Double Machine Learning

Double machine learning, also called debiased or orthogonalized machine learning, enables estimating causal effects when the dimensionality of the covariates is too high for linear regression or the model does not assume a parametric form. In other words, when the relathionship between the treatment or covariates and outcome is nonlinear and we do not know the functional form.


For more information see:

Chernozhukov, Victor, Denis Chetverikov, Mert Demirer, Esther Duflo, Christian Hansen, Whitney Newey, and James Robins. "Double/debiased machine learning for treatment and structural parameters." (2018): C1-C68.

Step 1: Initialize a Model

The DoubleMachineLearning constructor takes at least three arguments, an array of covariates, a treatment vector, and an outcome vector.


You can also specify the following options: whether the treatment vector is categorical ie not continuous and containing more than two classes, whether to use L2 regularization, the activation function, the validation metric to use when searching for the best number of neurons, the minimum and maximum number of neurons to consider, the number of folds to use for cross validation, the number of iterations to perform cross validation, and the number of neurons to use in the ELM used to learn the function from number of neurons to validation loss. These arguments are specified with the following keyword arguments: t_cat, regularized, activation, validation_metric, min_neurons, max_neurons, folds, iterations, and approximator_neurons.

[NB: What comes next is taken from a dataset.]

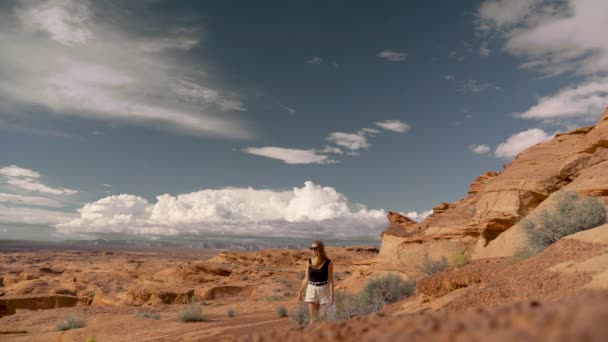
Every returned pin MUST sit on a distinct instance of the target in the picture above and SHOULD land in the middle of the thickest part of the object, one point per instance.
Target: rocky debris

# Create some data with a binary treatment
X, T, Y =  rand(100, 5), [rand()<0.4 for i in 1:100], rand(100)

# We could also use DataFrames
# using DataFrames
# X = DataFrame(x1=rand(100), x2=rand(100), x3=rand(100), x4=rand(100), x5=rand(100))
# T, Y = DataFrame(t=[rand()<0.4 for i in 1:100]), DataFrame(y=rand(100))

dml = DoubleMachineLearning(X, T, Y)

Step 2: Estimate the Causal Effect

To estimate the causal effect, we call estimatecausaleffect! on the model above.

# we could also estimate the ATT by passing quantity_of_interest="ATT"

Get a Summary

We can get a summary that includes a p-value and standard error estimated via asymptotic randomization inference by passing our model to the summarize method.

Calling the summarize method returns a dictionary with the estimator's task (regression or classification), the quantity of interest being estimated (ATE), whether the model uses an L2 penalty (always true for DML), the activation function used in the model's outcome predictors, whether the data is temporal (always false for DML), the validation metric used for cross validation to find the best number of neurons, the number of neurons used in the ELMs used by the estimator, the number of neurons used in the ELM used to learn a mapping from number of neurons to validation loss during cross validation, the causal effect, standard error, and p-value.

# Can also use the British spelling
# summarise(dml)


Step 4: Validate the Model

We can validate the model by examining the plausibility that the main assumptions of causal inference, counterfactual consistency, exchangeability, and positivity, hold. It should be noted that consistency and exchangeability are not directly testable, so instead, these tests do not provide definitive evidence of a violation of these assumptions. To probe the counterfactual consistency assumption, we assume there were multiple levels of treatments and find them by binning the dependent vairable for treated observations using Jenks breaks. The optimal number of breaks between 2 and num_treatments is found using the elbow method. Using these hypothesized treatment assignemnts, this method compares the MSE of linear regressions using the observed and hypothesized treatments. If the counterfactual consistency assumption holds then the difference between the MSE with hypothesized treatments and the observed treatments should be positive because the hypothesized treatments should not provide useful information. If it is negative, that indicates there was more useful information provided by the hypothesized treatments than the observed treatments or that there is an unobserved confounder. Next, this methods tests the model's sensitivity to a violation of the exchangeability assumption by calculating the E-value, which is the minimum strength of association, on the risk ratio scale, that an unobserved confounder would need to have with the treatment and outcome variable to fully explain away the estimated effect. Thus, higher E-values imply the model is more robust to a violation of the exchangeability assumption. Finally, this method tests the positivity assumption by estimating propensity scores. Rows in the matrix are levels of covariates that have a zero or near zero probability of treatment. If the matrix is empty, none of the observations have an estimated zero probability of treatment, which implies the positivity assumption is satisfied.


One can also specify the maxium number of possible treatments to consider for the causal consistency assumption and the minimum and maximum probabilities of treatment for the positivity assumption with the num_treatments, min, and max keyword arguments.


Obtaining correct estimates is dependent on meeting the assumptions for double machine learning. If the assumptions are not met then any estimates may be biased and lead to incorrect conclusions.


For a thorough review of casual inference assumptions see:

Hernan, Miguel A., and James M. Robins. Causal inference what if. Boca Raton: Taylor and 
Francis, 2024.

For more information on the E-value test see:

VanderWeele, Tyler J., and Peng Ding. "Sensitivity analysis in observational research: 
introducing the E-value." Annals of internal medicine 167, no. 4 (2017): 268-274.